The statistical differences in time errors for detecting walking events under various conditions—namely, treadmill walking and overground locomotion at slow, comfortable, and high speeds—were analyzed using one-way ANOVA with the Tukey-Kramer post-hoc test to evaluate the adaptability of the pre-trained model to unseen data from different settings. This analysis encompassed treadmill walking and overground locomotion at varying speeds. The average time errors for detecting left/right heel strike and left/right toe-off gait events across all folds from all gait cycles were statistically compared. The objective was to determine whether the model, trained on treadmill data at eight distinct speeds, could generalize to overground locomotion at three different speeds. Significant differences between these conditions would suggest that treadmill walking speed may be a parameter influencing the time errors in detecting gait events, as the time errors between different speeds of overground locomotion were found to be significantly different. Consequently, selecting a specific treadmill walking speed could be a potential solution to decrease time errors in detecting gait phases during specific overground locomotion.

Comparing pre-trained models trained on individual treadmill speeds to those trained on combined treadmill data across all speeds

To investigate the influence of treadmill training data speeds on performance with overground locomotion testing data at varying speeds, we evaluated testing data at slow, comfortable, and high speeds against optimal pre-trained models derived from treadmill walking data categorized into three speed sets. The slow speed set includes speeds at 40%, 55%, 70%, and 85% of self-selected dimensionless speed. The comfortable speed set comprises data at 100% of self-selected dimensionless speed. The fast speed set encompasses speeds at 115%, 130%, and 145% of self-selected dimensionless speed. Subsequently, we compared the time errors resulting from the inference process of pre-trained models using specific speeds with those of models trained on combined speeds to examine the impact of treadmill walking speeds on the time errors of untrained overground walking data across three different speeds.

The methodology employed for hypothesis validation encompassed the development of specific pre-trained models tailored to distinct treadmill speeds: slow, comfortable, and high.

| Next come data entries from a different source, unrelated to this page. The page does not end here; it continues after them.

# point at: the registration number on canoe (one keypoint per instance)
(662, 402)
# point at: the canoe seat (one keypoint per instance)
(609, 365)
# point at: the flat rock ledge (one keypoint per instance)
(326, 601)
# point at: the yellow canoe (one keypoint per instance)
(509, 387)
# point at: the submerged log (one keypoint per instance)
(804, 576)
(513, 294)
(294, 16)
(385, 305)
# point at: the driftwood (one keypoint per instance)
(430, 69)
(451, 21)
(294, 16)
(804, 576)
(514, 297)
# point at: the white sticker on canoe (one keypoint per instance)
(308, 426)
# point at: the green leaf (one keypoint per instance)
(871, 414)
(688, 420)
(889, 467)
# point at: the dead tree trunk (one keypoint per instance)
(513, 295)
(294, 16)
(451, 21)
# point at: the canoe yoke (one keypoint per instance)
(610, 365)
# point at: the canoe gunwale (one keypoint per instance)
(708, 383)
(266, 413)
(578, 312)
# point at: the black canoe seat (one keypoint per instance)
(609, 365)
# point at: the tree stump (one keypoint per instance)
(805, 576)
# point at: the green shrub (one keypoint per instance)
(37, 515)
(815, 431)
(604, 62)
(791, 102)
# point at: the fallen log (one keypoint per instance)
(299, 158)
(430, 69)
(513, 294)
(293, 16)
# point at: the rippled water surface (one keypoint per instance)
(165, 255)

Each speed category comprised individual models trained using four cross-validation folds, as depicted in Fig 1. Subsequently, the average time errors of the testing data from overground locomotion at various speeds, which were derived from inferences made by a pre-trained model based on specific treadmill walking speeds, were computed. This process aimed to identify the optimal pre-trained model from the four folds that best exemplifies the neural network approach for each speed category.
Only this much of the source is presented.